Combine the graham cracker crumbs and sugar in a mixing bowl, then pour in the melted butter. Mix until the crumbs are evenly coated and resemble wet sand.
Press this crumb mixture firmly into the bottom of an 8-inch springform pan, using your fingers or the bottom of a glass to create an even, compact crust.
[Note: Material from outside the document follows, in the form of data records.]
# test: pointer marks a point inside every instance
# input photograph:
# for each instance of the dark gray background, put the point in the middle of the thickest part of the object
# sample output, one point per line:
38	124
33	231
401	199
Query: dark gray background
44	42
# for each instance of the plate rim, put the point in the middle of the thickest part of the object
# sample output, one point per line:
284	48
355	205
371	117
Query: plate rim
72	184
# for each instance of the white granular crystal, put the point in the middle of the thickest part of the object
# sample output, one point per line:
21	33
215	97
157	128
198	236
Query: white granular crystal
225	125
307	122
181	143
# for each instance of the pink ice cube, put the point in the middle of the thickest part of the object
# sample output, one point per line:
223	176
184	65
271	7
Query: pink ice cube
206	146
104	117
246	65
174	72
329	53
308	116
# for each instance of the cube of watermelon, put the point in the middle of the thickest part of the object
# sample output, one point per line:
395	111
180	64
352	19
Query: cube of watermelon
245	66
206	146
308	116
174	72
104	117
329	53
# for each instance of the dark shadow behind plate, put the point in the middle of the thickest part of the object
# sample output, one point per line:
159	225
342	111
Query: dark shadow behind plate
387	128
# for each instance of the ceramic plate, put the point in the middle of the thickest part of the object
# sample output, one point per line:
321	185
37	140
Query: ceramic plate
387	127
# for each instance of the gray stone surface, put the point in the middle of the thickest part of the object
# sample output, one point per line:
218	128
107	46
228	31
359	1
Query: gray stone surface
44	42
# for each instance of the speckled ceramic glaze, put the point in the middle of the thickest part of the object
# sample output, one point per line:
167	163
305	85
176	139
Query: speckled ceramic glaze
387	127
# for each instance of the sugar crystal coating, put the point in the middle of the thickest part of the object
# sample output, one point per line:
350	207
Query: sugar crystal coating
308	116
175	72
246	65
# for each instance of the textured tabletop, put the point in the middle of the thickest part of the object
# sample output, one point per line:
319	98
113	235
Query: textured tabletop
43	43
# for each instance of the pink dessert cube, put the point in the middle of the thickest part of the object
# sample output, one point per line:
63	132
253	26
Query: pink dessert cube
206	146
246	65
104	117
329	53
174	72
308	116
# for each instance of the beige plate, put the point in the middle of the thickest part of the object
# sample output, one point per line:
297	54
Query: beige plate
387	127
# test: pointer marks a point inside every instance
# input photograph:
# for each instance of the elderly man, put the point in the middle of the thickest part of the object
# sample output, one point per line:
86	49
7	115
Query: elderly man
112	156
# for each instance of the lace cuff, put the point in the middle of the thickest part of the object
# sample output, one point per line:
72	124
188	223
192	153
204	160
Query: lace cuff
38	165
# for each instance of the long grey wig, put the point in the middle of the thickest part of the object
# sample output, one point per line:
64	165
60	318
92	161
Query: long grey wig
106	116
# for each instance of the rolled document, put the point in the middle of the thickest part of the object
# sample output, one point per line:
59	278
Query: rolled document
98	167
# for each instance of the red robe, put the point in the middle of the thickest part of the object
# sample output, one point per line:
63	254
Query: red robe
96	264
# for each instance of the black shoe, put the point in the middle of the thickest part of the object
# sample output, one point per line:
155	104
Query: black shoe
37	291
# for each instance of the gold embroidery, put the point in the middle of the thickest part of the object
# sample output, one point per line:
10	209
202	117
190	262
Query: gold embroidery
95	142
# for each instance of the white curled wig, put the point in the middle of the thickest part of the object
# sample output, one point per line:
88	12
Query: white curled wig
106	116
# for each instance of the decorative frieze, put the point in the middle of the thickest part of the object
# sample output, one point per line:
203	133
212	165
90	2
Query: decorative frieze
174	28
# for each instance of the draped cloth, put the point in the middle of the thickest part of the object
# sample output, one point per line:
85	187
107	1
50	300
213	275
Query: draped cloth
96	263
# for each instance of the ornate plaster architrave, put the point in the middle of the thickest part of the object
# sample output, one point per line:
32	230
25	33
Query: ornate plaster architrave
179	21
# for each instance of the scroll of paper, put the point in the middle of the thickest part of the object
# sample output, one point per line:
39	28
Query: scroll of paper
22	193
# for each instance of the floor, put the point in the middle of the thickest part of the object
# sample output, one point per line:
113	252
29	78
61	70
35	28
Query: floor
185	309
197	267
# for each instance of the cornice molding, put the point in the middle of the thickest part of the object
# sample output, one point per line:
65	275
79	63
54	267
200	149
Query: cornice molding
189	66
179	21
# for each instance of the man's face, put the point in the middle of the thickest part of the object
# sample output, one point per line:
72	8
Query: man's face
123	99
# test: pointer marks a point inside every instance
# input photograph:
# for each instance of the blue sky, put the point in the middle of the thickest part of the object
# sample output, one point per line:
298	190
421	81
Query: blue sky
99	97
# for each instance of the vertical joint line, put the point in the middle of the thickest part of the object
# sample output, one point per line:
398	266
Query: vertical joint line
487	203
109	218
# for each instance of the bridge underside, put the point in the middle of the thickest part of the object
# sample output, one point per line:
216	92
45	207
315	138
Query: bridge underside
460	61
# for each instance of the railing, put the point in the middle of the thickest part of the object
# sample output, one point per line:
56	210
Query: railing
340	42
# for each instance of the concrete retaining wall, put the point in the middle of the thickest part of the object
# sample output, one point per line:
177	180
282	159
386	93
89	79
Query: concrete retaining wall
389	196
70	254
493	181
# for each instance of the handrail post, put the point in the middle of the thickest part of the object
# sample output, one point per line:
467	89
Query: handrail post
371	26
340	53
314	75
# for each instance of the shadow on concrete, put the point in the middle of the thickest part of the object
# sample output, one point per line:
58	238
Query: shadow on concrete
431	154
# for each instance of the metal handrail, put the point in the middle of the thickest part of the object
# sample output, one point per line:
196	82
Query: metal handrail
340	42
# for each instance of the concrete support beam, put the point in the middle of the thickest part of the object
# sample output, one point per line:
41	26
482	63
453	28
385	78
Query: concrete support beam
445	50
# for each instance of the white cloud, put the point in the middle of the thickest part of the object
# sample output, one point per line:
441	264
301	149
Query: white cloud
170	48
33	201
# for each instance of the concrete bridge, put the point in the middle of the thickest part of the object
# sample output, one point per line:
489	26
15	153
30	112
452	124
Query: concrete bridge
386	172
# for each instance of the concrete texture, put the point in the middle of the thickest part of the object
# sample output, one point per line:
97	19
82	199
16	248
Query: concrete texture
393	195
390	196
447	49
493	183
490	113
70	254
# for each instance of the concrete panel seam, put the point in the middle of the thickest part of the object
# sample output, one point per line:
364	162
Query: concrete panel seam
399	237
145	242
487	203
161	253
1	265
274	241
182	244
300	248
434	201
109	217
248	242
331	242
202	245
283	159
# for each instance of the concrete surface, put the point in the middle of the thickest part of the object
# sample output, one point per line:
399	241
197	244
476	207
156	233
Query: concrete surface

Chill in the fridge while preparing the filling.
In a large bowl, beat the softened cream cheese with a sturdy whisk or spatula until smooth and creamy, scraping down the sides as needed.
Add the sugar and lemon juice to the cream cheese, and continue mixing until fully incorporated and the mixture is fluffy.
In a separate bowl, whip the heavy cream with vanilla extract until soft peaks form, listening for the gentle swish of the whisk as the cream thickens.
Gently fold the whipped cream into the cream cheese mixture, using a spatula to combine without deflating the airiness, until smooth and uniform.
Pour the filling over the chilled crust and spread evenly with a spatula, smoothing the top for a polished look.
Cover the pan loosely with plastic wrap and refrigerate for at least 4 hours, or preferably overnight, until the filling is firm and set.
Once chilled and set, release the sides of the springform pan, then slice and serve the cheesecake chilled, enjoying its creamy, velvety texture with a crisp crust.